From: Paolo Bonzini <pbonzini@redhat.com>
To: Markus Armbruster <armbru@redhat.com>
Cc: Blue Swirl <blauwirbel@gmail.com>,
	Peter Maydell <peter.maydell@linaro.org>,
	Mark Cave-Ayland <mark.cave-ayland@ilande.co.uk>,
	QEMU Developers <qemu-devel@nongnu.org>,
	Richard Henderson <rth@twiddle.net>
Subject: Re: [Qemu-devel] [PATCH] target-sparc: fix 32-bit truncation in fpackfix
Date: Thu, 5 Nov 2015 10:11:10 +0100	[thread overview]

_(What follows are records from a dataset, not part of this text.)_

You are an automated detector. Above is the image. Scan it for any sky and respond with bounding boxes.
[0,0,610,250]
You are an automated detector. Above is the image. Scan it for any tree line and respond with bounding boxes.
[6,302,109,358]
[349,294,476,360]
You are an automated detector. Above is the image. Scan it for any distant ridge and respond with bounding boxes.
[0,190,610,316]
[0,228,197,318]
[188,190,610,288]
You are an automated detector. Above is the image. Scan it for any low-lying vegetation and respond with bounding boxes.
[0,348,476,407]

Message-ID: <563B1D2E.4060400@redhat.com> (raw)
In-Reply-To: <87lhadfy7x.fsf@blackfin.pond.sub.org>



On 04/11/2015 18:53, Markus Armbruster wrote:
> Paolo Bonzini <pbonzini@redhat.com> writes:
> 
>> On 04/11/2015 15:07, Markus Armbruster wrote:
>>> Paolo Bonzini <pbonzini@redhat.com> writes:
>>>
>>>> On 04/11/2015 12:05, Richard Henderson wrote:
>>>>> On 11/04/2015 11:45 AM, Paolo Bonzini wrote:
>>>>>>>>>>>>            int32_t src = rs2 >> (word * 32);
>>>>>>>>>>>> -        int64_t scaled = src << scale;
>>>>>>>>>>>> +        int64_t scaled = (int64_t)src << scale;
>>>>>>>>>>>>            int64_t from_fixed = scaled >> 16;
>>>>> ...
>>>>>>>
>>>>>>> I do think we'd be better served by casting to uint64_t on that line.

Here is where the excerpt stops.